Hall of Famer Comments on the Transfer Portal
“Allowing the free transfer of student-athletes to a higher division will result in the lower division programs to act as minor leagues, which will negatively affect college football. The transfer portal for graduates with an additional year of eligibility is a good thing, but to allow the plucking of players from programs at any time during their career is not. Also if an athlete wishes to transfer to a lower division program there should be no requirement to sit out a year.”

“I believe transfers should be allowed immediately in certain situations, i.e. position coach leaves or fired. Also personal situations at home.”

“Afraid that the transfer portal and paying players will destroy the purity and uniqueness of college football. I don’t want that to happen.”

“A kid should be free to go wherever they want in terms of school. Why would you restrict someone from going where they want? If you own them like a draft pick then you better pay them like a pro.”

Additional Topics
More than half of the College Football Hall of Famers strongly opposed players opting out of bowl games to prepare for the NFL Draft.

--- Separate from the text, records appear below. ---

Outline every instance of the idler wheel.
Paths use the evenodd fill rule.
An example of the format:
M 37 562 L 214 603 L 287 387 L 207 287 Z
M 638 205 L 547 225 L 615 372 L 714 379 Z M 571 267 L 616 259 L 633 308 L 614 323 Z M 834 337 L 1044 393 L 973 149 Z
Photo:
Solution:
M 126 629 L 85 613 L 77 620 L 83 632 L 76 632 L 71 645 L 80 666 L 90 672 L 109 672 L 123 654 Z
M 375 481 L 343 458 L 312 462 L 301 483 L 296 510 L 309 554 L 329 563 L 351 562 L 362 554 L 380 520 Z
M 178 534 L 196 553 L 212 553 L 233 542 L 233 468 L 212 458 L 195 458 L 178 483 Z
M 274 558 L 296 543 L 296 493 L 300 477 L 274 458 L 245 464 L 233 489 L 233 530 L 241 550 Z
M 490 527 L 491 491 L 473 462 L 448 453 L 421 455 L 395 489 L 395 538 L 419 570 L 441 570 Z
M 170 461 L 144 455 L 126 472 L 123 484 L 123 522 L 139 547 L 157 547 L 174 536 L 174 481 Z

The respondents were split on the topic of schools providing financial assistance to former players to return and complete their degrees after leaving early for the NFL. More than half of the Hall of Famers either strongly or somewhat agreed that college football is a better commercial product than during their playing careers.

Hall of Famer Comments on the Additional Topics
“I STRONGLY DISAGREE with the commercialization of the sport and the plethora of meaningless bowl games for selfish purposes of business, private entities and more. It adds to the potential demise of student-athlete health and safety.”

“[Football is] a better commercial product because of TV and social media outlets allowing more people to watch more games.”